欧州連合(EU)の加盟国首脳は1日、ウクライナに540億ドル(約7兆9000億円)相当の金融支援を提供することで合意した。この支援パッケージは、欧州が応分の貢献をしていないと常日頃主張している、米共和党内の対ウクライナ追加支援反対派への非難ともいうべきものだ。
(4)「支援の詳細確定には欧州議会の承認が必要だが、現在の案によれば540億ドルの支援は融資と無償資金援助で構成され、今後2027年までの期間に分割で実施する。ハンガリーのビクトル・オルバン首相が支援策に反対していたが、EU加盟国はこの問題を克服し、結局は全会一致で支援策を支持した」
EUが、トランプ氏の過激な発言に刺激され、ウクライナを自力で守らなければならないという結束力を強めている面もあろう。米国が支援しなければ、「ウクライナ敗北」となり、ロシアに新たな口実を与えるようなものになる。

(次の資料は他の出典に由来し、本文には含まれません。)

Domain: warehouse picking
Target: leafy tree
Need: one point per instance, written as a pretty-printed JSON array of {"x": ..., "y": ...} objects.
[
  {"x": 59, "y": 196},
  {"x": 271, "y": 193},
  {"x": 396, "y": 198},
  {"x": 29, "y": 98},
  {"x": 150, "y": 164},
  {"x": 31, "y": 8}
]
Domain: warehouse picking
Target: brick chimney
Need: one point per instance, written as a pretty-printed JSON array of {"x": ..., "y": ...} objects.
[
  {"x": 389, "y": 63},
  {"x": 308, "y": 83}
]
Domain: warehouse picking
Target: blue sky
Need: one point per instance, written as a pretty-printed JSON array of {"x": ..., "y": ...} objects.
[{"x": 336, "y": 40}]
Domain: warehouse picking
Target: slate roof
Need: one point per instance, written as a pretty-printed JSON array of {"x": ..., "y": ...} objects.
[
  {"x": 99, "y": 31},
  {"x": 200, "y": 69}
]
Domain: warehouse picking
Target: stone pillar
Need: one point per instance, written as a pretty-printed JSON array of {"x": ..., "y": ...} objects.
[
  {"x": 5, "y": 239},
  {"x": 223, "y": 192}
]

(5)「支援のうち420億ドル余りは、ウクライナ政府が年金や教員給与といった基本的なものへの歳出によって機能を維持するのに役立てる。また、重点産業のリスクをカバーする特別投資措置の87億ドルも盛り込まれている。こうした支援はウクライナが生き残りをかけたロシアとの戦いを継続できるようにする点で、EUの戦略上の目的にかなう。ウクライナは今年、400億ドル超の予算不足に直面しており、同国の経済全般が破綻すれば防衛を続けることは一段と難しくなる」
ウクライナ財政を支援する形だ。ウクライナ経済が、侵攻によって破綻に瀕している以上、これを支えなければ、新たな国が同様な憂き目に遭いかねないからだ。